Love the One You’re With

I’ve never been a great fan of the Stephen Stills song Love the One You’re With. It’s catchy enough and has a nice hook to it, but I’ve always found the message troubling.

My take on the song is as follows: The woman you love is away. It’s ok. Don’t get lonely and down-hearted because there’s someone else who can take her place… After all, we do live in a consumer society.

You may read something else into the song, but that seems to be the gist of it for me. Hardly a song about fidelity and enduring love.

There is, however, an element of truth to the song.

I’m not talking about being unfaithful. But we can often bemoan lost opportunity and close off to the world when there is opportunity all around us to embody the love of Jesus in word and deed.

This is less about taking a new door as it is about making the most of every opportunity on the way.

To be honest, I am far better at opening and walking through doors than I am at making the most of what’s behind the door once I’ve ventured through.

One of my favourite poems has always been The Road Not Taken by Robert Frost. I relate to his conundrum but I also delight in it. Should we take this path or that one? What an exciting choice! I will labour it. I will pray about it. But I enjoy the process. I don’t labour it for fear of the the wrong choice instead I enjoy the choice and where it may lead. I tend to know quite quickly which path to take. So I enjoy standing at the crossroads before I venture forth.
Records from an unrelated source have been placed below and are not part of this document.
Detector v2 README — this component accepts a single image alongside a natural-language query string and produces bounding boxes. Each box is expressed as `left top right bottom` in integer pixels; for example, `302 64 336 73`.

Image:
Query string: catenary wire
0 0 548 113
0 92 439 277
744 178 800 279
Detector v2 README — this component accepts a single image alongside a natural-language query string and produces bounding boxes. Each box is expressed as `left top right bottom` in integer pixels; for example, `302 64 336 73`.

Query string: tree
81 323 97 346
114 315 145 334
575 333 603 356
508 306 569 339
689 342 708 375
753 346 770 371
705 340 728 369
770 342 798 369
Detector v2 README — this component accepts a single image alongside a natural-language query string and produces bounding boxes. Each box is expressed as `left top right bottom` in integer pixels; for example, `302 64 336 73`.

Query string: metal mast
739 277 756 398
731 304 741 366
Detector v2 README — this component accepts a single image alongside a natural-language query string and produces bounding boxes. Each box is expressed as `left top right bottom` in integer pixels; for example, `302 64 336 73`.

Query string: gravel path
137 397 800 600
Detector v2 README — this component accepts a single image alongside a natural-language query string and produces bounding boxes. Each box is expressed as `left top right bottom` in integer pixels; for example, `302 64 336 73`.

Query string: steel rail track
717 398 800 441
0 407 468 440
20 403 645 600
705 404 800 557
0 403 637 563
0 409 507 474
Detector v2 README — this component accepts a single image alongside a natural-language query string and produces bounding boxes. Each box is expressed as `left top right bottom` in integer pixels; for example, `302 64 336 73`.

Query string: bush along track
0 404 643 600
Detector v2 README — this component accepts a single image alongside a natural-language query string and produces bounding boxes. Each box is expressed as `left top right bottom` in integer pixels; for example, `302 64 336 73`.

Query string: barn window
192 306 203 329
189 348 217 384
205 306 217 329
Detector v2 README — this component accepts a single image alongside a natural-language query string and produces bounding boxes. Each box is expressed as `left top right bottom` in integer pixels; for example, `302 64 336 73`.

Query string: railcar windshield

What I need to be far better at is making the most of each opportunity as I travel the path. I’m too busy journeying down the path and looking for the next turn or the excitement of the next fork in the road, rather than pausing to jump in puddles. Pausing to take in the majesty of the trees that line the road. Pausing to help a bird back into its nest. Not that I don’t appreciate those things. Not that I don’t think those things are important. My challenge is that I don’t always notice because I’ve got somewhere to be.

Look ahead! There’s another turn coming in the distance that I’m going to need to navigate. I revel in the upcoming turn more than I appreciate the mystery of everything going on around me as I head to the turn.

The parable of the Good Samaritan speaks to this.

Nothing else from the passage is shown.